All authors made substantial contributions to the work reported, whether that is in the conception, study design, execution, acquisition of data, analysis and interpretation, or in all these areas; took part in drafting, revising or critically reviewing the article; gave final approval of the version to be published; have agreed on the journal to which the article has been submitted; and agree to be accountable for all aspects of the work.

Funding

Funding was provided by Hanmi Pharmaceutical Co. Ltd., Seoul, Republic of Korea.

Disclosure

M.Y. Rhee has received lecture honoraria from Pfizer Inc., LG Life Sciences Ltd., Boehringer Ingelheim Pharma GmbH & Co. KG., Hanmi Pharm. Co. Ltd., Yuhan Co. Ltd., and Boryung Pharmaceutical Co. Ltd.; consulting fees from Hanmi Pharm. Co. Ltd. and Shin Poong Pharma. Co. Ltd.; and research grants from Boryung Pharmaceutical Co. Ltd. and Dong-A Pharmaceutical Co. Ltd.

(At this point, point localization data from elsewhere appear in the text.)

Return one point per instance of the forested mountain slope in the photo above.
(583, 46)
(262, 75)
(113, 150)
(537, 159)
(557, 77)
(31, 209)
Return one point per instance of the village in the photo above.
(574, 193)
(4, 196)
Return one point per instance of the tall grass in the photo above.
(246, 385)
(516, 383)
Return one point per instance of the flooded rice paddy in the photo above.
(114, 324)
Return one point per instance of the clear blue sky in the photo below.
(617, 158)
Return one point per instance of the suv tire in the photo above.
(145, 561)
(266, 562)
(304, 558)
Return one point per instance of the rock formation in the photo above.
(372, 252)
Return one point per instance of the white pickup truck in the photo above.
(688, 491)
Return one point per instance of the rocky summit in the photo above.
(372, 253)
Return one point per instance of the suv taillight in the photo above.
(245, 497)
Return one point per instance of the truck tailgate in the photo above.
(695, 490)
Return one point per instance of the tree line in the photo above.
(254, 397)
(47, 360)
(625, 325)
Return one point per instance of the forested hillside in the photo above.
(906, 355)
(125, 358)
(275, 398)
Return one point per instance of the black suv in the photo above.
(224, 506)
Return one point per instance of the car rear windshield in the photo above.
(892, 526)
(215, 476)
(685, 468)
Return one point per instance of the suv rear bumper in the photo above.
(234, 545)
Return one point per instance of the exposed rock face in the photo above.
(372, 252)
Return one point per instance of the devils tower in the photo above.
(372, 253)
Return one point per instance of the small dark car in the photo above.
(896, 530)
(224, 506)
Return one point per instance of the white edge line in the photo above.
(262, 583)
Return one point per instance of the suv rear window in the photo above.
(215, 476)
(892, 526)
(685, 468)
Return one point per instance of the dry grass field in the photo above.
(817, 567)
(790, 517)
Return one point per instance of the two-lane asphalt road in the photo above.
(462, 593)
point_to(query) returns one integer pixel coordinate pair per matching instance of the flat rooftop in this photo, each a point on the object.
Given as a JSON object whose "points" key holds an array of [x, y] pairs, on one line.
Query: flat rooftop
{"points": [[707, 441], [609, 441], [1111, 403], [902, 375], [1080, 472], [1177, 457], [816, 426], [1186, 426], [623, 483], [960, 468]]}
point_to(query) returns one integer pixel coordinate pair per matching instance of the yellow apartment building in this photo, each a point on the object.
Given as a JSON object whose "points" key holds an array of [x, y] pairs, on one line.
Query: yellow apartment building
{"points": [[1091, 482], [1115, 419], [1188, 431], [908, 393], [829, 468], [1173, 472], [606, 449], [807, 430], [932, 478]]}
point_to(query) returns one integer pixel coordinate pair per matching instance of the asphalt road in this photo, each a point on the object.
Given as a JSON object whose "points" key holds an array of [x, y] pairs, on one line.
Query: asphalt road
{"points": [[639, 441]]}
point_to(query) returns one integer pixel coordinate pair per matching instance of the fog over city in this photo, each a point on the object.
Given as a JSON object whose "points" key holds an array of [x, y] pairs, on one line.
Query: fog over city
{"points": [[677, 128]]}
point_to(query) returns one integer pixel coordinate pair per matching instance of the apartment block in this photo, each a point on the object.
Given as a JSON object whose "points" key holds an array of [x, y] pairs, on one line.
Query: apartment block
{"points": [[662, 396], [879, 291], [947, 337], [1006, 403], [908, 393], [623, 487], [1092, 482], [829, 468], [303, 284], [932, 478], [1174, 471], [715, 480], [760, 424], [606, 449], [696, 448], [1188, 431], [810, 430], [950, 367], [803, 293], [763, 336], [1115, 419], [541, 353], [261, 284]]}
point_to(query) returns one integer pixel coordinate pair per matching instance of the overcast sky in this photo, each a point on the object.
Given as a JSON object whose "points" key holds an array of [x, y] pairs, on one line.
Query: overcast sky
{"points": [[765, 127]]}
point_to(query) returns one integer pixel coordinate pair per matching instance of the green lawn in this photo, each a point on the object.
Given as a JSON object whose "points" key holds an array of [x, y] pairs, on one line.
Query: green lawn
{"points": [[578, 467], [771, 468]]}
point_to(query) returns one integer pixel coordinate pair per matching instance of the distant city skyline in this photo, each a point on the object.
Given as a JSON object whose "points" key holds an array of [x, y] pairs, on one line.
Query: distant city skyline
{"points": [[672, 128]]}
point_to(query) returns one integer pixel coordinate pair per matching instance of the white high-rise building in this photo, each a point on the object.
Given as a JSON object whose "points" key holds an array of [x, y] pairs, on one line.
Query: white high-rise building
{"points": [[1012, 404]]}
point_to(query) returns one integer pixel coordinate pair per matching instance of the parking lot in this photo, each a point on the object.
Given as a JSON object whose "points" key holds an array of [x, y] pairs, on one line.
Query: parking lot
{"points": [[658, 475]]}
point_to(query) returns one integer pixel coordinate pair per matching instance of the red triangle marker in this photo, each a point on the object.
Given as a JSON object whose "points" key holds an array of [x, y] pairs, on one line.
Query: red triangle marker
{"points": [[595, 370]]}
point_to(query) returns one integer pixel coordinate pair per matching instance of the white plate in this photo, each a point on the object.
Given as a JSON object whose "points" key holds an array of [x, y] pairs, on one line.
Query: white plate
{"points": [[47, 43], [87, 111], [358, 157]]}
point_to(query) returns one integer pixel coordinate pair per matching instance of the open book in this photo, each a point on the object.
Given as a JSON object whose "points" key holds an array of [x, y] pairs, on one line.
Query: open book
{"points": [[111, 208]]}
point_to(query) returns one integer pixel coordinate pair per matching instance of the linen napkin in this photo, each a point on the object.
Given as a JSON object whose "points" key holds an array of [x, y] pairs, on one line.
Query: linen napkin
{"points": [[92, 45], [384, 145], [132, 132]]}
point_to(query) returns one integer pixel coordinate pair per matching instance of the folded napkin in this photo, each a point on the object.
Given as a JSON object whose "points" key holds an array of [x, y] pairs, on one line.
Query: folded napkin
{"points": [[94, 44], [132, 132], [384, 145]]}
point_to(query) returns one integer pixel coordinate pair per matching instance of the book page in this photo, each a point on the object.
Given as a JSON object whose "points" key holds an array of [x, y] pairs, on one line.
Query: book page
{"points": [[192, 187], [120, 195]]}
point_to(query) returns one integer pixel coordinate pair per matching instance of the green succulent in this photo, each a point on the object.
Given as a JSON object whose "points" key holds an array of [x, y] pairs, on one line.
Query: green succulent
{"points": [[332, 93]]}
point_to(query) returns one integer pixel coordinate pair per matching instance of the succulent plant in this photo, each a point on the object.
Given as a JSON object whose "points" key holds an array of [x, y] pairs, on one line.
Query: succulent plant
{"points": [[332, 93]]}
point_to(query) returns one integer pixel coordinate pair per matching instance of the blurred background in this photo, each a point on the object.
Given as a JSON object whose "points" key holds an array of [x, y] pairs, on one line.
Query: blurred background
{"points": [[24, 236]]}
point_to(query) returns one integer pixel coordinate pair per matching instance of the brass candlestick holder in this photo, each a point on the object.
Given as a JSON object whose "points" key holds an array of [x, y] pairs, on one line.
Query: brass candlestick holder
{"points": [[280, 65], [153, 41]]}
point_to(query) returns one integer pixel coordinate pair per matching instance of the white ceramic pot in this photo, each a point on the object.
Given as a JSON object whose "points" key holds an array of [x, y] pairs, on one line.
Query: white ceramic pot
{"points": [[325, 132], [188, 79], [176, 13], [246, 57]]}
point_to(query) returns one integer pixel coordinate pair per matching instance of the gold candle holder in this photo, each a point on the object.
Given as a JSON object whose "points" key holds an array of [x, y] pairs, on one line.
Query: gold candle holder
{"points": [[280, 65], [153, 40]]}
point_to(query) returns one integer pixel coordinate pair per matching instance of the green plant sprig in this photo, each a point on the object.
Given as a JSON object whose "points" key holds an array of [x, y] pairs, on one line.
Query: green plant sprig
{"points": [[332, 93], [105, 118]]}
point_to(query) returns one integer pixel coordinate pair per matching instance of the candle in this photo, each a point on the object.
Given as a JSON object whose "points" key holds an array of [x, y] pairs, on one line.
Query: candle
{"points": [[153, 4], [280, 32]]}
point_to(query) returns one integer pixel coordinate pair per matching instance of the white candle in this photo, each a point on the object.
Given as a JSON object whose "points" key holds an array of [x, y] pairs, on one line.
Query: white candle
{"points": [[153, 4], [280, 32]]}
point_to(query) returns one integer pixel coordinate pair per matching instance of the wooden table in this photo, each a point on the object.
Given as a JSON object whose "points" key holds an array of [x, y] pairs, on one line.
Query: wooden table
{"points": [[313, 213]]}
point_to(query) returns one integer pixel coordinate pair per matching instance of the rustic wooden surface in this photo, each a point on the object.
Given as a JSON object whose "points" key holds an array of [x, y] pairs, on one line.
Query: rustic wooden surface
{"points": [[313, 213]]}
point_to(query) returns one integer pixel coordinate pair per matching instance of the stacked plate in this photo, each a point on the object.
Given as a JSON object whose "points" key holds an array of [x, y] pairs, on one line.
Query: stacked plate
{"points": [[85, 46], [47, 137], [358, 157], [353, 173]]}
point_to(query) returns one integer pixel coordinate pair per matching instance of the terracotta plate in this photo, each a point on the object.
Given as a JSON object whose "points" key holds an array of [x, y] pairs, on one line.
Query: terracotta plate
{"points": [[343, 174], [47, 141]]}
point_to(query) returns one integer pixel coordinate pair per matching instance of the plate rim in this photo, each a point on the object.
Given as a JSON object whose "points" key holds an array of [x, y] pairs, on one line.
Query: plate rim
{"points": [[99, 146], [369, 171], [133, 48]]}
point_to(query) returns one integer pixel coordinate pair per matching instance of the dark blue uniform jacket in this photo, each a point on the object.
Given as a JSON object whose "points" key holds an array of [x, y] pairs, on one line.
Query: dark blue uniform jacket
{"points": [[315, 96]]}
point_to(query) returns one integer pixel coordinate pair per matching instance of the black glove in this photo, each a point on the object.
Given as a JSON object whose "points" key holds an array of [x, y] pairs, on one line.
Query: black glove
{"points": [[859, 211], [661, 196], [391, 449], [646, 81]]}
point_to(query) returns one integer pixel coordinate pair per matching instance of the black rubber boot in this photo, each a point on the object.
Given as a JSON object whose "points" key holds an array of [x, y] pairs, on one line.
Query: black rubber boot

J. Shin has received lecture honoraria from Pfizer Inc., Hanmi Pharm. Co. Ltd., Yuhan Co. Ltd., and Boryung Pharmaceutical Co. Ltd.; consulting fees from Hanmi Pharm. Co. Ltd.; and research grants from Sanofi Pharm. and Hanmi Pharm. Co. Ltd. S. Park has received lecture honoraria from Pfizer Inc., Hanmi Pharm. Co. Ltd, Boryung Pharmaceutical Co. Ltd, Daewoong Pharmaceutical Co. Ltd, Sankyo Pharmaceutical Co. Ltd, Takeda Pharmaceutical Co. Ltd, Dong-A Pharmaceutical Co. Ltd. and Servier Pharmaceutical Co. Ltd., and a research grant from Sankyo Pharmaceutical Co. Ltd. The other authors have indicated that they have no conflicts of interest with regard to the content of this article.